Starting in with discussion about the upcoming course, I guess I’ll just say a few words about the course structure. As an “Introduction to the History of Science” I’m trying not to make things too fancy. I’m not going to muddy up the plot-line too much. This will be, unabashedly, the history of what we understand to be the modern scientific enterprise–not the history of knowledge about the natural world. Thus it’s largely a European story (with some detours into the Arabic-speaking world early on, of course) until the 20th century. Because, if we were to take some kind of weighted average, the most “science” does take place in the 20th century, I’m also trying to expand coverage of more recent events to try and address just how radically the character of science has changed in the last century–not just the well-known advent of “big science” but also diversification in the topics of scientific inquiry; diversification in methodology, and, above all, the full-scale integration of science into the fabric of society.
In some ways this integration (which, I would say, we can trace to the relationship between university science education and industrial R&D) represents a return to the way the medievals looked at the world; wherein knowledge of the natural was not well separated from theology, politics, history, and poetry–the most important topics of that period. I’m going to be using C. S. Lewis’ The Discarded Image to make this point about the medievals. This book is, as I understand it, a favorite of Katy Park at Harvard, and is now being used in their new year-long survey course. And it is a very nice way of jumping into the medieval mindset from which modern science emerges.
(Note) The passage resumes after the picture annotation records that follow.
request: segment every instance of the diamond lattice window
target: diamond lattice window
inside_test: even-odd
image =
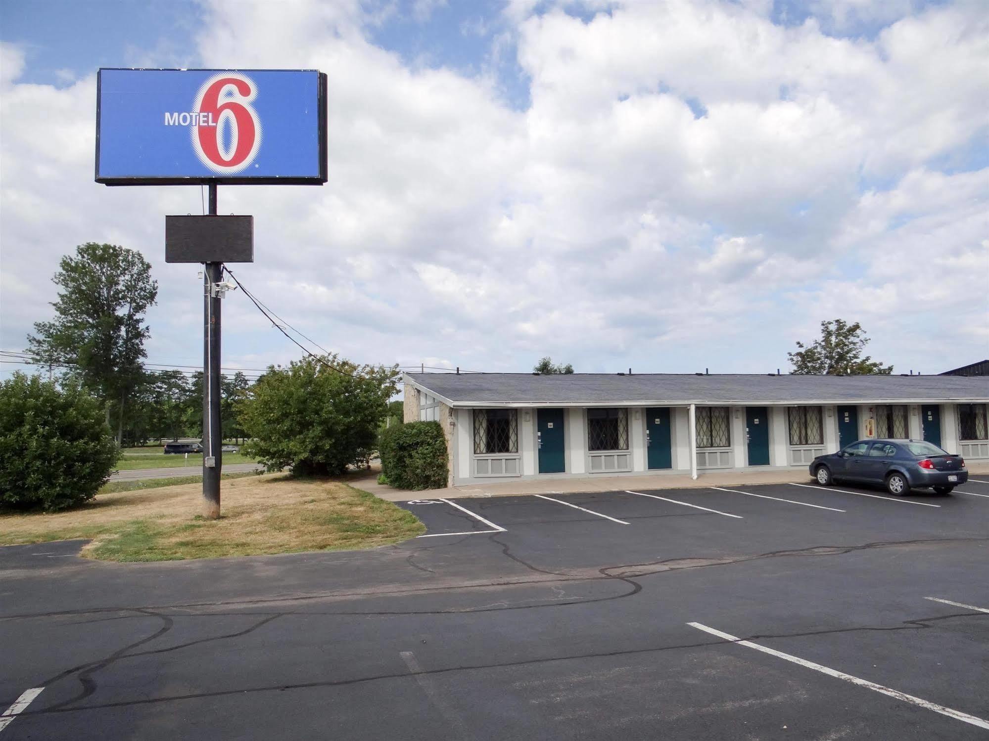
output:
[[[474,453],[518,453],[518,412],[514,409],[474,410]]]
[[[819,406],[791,406],[788,410],[791,446],[824,445],[824,420]]]
[[[958,404],[958,440],[989,440],[985,404]]]
[[[726,406],[698,406],[695,415],[697,448],[730,448],[730,419]]]
[[[588,409],[587,450],[627,451],[628,410]]]
[[[875,437],[906,440],[907,408],[902,405],[877,404],[875,407]]]

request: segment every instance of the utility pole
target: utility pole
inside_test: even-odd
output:
[[[217,215],[217,184],[210,183],[210,215]],[[220,318],[223,263],[204,263],[203,270],[203,517],[220,517],[220,472],[223,427],[220,421]]]

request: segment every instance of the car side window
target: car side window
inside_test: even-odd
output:
[[[873,443],[868,452],[869,457],[884,458],[896,454],[896,448],[889,443]]]

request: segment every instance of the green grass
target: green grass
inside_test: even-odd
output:
[[[239,453],[225,453],[225,463],[253,463],[254,459]],[[203,453],[190,453],[188,459],[185,454],[165,455],[164,453],[125,453],[117,460],[117,469],[133,471],[140,468],[189,468],[203,467]]]
[[[237,473],[222,473],[220,478],[244,478],[256,476],[258,471],[240,471]],[[138,491],[140,489],[160,489],[162,486],[179,486],[195,484],[203,480],[202,476],[169,476],[168,478],[141,478],[136,481],[107,481],[100,487],[97,494],[116,494],[121,491]]]

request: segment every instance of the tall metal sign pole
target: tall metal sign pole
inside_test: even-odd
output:
[[[209,214],[165,217],[165,262],[203,265],[203,515],[219,518],[224,263],[254,261],[254,219],[218,215],[217,188],[326,182],[326,75],[100,69],[96,91],[97,183],[209,186]]]
[[[217,184],[210,183],[210,215],[217,215]],[[206,263],[203,271],[203,517],[220,517],[220,474],[224,461],[224,427],[220,418],[220,288],[224,264]]]

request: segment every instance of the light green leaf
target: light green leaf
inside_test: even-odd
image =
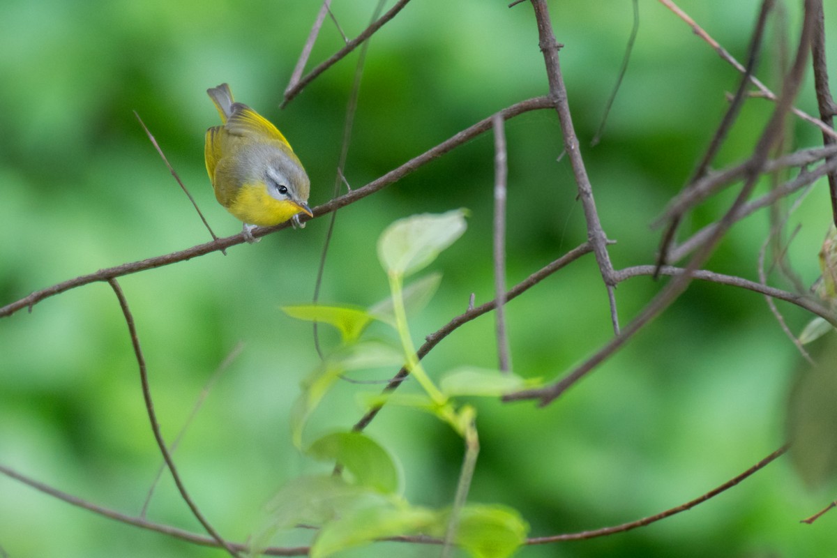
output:
[[[409,275],[429,265],[462,236],[466,226],[464,209],[399,219],[378,238],[378,259],[388,273]]]
[[[808,322],[805,329],[799,334],[799,342],[803,345],[807,345],[808,343],[815,341],[834,329],[834,325],[819,316],[817,316],[811,321]]]
[[[439,387],[449,397],[482,396],[496,397],[521,389],[526,380],[499,370],[460,366],[442,376]]]
[[[403,297],[404,309],[408,315],[418,312],[424,308],[439,289],[439,284],[442,280],[442,274],[439,272],[432,273],[429,275],[416,279],[402,290]],[[393,327],[395,325],[395,314],[393,311],[393,299],[387,297],[383,300],[371,306],[369,314],[377,320],[389,324]]]
[[[420,532],[436,520],[436,513],[423,508],[383,502],[369,505],[325,525],[311,545],[311,556],[325,558],[382,537]]]
[[[291,438],[302,448],[302,431],[331,386],[345,372],[387,366],[400,367],[404,361],[400,347],[382,341],[362,341],[338,348],[314,369],[301,383],[302,391],[290,412]]]
[[[342,373],[342,367],[326,361],[302,381],[302,391],[290,411],[291,439],[299,449],[302,449],[302,430],[306,422]]]
[[[400,368],[404,364],[404,352],[400,346],[379,340],[368,340],[344,347],[329,357],[343,370]]]
[[[821,364],[800,371],[788,405],[790,460],[811,488],[837,476],[837,344],[815,358]]]
[[[444,536],[449,513],[433,533]],[[456,545],[473,558],[506,558],[526,542],[529,525],[516,509],[501,505],[471,504],[460,512]]]
[[[306,453],[316,459],[341,463],[352,474],[357,484],[384,494],[400,489],[400,475],[393,458],[362,433],[326,434],[314,442]]]
[[[282,529],[322,525],[347,511],[374,505],[382,497],[331,474],[294,479],[266,506],[268,518],[254,534],[249,555],[258,556]]]
[[[344,343],[357,340],[373,319],[366,310],[351,306],[295,305],[282,306],[282,311],[297,320],[333,325],[340,330]]]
So, what I’m doing, after the introductory lecture is to give two lectures. The first will be on the classical philosophical issues. This will sort of give the high intellectual road to science, which comes via Arabic preservations of full classical texts–also pertinent are early Christian and Scholastic high philosophy. The second lecture will be on the “Medieval Model” as Lewis calls it. This is more of the broad “on-the-street” intellectual content of the early modern period, of which the early scientific sorts would also have been keenly aware. Subsequent lectures will focus on the clear craft influences on intellectuals in the early modern period.